About Rachel
Rachel Reid is an artist with a background in human rights and journalism, who is passionate about the potential for social change through art and creative practice.
She has an MA (distinction) in Art and Politics from Goldsmiths (2020) and previously studied at the Art Students League of New York from 2012-16.
In the UK she has worked on issues relating to slavery (see “Royal Slavery”), housing and homelessness (see “Celebrate Social Housing,” “Street Heritage” and “25 towards Ilford”). She has worked on environmental issues, including plastic pollution (see “Resonance” exhibition).
She was commissioned in 2018 to create a sculpture for the gardens of the Walter Lippmann House, the Nieman Foundation’s offices at Harvard University, to commemorate the photographer Anya Niedringhaus, who was killed in Afghanistan.

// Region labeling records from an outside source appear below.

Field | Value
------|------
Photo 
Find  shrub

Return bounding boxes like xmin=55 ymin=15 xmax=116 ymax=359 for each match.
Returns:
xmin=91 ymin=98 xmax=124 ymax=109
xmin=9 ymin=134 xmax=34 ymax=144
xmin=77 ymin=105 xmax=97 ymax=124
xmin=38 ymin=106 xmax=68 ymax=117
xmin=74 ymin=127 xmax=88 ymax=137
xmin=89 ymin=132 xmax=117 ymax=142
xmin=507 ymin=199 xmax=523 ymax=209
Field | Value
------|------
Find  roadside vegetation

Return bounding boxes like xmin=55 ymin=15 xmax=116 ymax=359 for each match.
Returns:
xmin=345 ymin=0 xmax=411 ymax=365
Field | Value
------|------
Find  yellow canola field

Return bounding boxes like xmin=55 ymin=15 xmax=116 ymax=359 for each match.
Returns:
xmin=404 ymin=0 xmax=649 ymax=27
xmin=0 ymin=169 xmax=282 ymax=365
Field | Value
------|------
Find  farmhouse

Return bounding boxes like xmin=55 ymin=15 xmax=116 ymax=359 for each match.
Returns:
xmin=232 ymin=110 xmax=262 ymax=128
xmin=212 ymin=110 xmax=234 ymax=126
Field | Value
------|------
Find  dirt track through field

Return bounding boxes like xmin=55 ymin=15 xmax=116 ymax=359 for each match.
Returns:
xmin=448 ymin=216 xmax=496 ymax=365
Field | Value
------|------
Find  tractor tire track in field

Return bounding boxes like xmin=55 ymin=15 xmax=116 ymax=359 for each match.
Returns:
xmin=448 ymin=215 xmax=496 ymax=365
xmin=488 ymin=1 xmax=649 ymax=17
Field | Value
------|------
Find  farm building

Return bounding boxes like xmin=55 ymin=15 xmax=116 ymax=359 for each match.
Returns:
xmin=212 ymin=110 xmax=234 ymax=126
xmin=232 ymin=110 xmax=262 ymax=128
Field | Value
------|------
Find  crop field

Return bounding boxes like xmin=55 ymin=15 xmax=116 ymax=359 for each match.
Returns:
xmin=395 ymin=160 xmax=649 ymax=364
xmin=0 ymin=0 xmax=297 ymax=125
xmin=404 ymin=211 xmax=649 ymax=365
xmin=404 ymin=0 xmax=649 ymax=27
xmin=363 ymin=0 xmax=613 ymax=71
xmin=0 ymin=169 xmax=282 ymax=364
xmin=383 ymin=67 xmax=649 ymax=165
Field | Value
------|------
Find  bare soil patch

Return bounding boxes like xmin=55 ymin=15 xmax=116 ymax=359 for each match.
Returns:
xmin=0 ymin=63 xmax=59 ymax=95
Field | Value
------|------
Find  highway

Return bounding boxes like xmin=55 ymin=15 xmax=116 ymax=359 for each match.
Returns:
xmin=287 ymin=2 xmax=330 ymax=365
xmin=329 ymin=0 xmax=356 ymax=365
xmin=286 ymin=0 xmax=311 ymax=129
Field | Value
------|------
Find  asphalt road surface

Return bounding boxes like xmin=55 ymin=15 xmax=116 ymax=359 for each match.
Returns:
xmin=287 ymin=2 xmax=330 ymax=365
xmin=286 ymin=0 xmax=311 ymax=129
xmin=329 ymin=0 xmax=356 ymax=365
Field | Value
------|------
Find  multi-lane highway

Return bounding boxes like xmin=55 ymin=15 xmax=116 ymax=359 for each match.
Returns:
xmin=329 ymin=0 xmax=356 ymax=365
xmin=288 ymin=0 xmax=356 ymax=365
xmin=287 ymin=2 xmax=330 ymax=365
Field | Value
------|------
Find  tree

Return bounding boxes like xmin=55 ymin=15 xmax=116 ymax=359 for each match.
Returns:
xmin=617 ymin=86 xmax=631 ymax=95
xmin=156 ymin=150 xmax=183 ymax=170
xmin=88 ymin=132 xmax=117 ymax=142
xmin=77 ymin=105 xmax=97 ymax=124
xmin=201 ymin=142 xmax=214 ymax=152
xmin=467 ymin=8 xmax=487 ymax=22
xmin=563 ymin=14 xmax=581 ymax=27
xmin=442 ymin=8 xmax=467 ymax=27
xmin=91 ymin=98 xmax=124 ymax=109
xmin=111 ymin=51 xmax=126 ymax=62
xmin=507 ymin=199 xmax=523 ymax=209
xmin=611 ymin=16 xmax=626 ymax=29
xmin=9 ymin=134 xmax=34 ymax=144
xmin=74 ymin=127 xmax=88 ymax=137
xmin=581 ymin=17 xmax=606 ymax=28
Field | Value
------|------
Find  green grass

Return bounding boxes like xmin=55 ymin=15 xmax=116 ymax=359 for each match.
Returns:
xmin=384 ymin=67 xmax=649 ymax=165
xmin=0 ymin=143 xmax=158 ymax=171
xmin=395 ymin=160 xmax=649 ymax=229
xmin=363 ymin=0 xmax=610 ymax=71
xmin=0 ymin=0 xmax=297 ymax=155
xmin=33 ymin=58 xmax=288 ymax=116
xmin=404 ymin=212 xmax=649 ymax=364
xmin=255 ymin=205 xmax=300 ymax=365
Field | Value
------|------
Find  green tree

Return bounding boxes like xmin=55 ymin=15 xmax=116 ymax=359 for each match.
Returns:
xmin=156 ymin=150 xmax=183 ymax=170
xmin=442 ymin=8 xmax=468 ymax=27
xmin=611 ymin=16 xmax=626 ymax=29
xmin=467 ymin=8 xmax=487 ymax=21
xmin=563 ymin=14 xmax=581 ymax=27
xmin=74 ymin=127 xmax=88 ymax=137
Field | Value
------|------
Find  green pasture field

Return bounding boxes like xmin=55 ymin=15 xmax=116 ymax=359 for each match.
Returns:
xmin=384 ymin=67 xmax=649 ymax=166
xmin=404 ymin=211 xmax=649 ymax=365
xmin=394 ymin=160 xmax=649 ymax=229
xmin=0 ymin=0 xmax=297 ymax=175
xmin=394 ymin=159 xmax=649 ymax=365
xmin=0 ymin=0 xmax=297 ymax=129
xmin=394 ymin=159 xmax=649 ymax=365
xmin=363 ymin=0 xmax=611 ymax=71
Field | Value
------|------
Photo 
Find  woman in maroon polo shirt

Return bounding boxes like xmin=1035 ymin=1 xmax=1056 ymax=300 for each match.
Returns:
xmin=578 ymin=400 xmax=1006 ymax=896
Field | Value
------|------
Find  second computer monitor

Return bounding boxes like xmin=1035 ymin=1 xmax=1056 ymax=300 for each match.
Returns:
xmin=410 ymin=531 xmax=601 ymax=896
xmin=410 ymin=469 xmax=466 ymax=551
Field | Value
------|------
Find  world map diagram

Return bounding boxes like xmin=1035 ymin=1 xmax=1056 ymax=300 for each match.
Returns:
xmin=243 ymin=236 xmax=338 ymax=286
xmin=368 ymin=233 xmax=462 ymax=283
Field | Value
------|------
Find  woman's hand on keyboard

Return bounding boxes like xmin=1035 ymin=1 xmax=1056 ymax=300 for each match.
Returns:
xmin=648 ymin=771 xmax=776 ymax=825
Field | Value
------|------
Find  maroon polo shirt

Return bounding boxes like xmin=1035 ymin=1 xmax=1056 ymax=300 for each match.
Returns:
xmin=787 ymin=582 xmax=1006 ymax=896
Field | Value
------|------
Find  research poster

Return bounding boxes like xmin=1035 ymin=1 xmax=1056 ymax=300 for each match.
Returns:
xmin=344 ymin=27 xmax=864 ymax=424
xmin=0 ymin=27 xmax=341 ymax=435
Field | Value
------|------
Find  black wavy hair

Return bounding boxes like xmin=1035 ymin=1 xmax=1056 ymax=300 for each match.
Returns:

Her work "After", inspired by her experience as a human rights investigator in Afghanistan, won the popular vote in the Social Art Awards in 2017, and was selected for inclusion in a book on Social Art in 2017.
She works with activists all over the world on creative activism, as a consultant and a volunteer. Voluntary work includes working as a Europe mentor for the “Free the Vaccine for Covid 19” campaign, a global movement to ensure publicly-funded diagnostic tools, treatment, and vaccines will be sustainably priced, available to all and free at the point of delivery (see “Creative Activism”)
Rachel was Artist in Residence at Antony Gormley’s High House in Norfolk in September-October 2019 (for a work still in progress), Takt in Berlin in 2017 (resulting in a Berlin exhibition), and an artist in residence at the Scottish Sculpture Workshop in 2016 and 2017. She is a member of the South London Women Artists and Brixton Women’s Creative Network.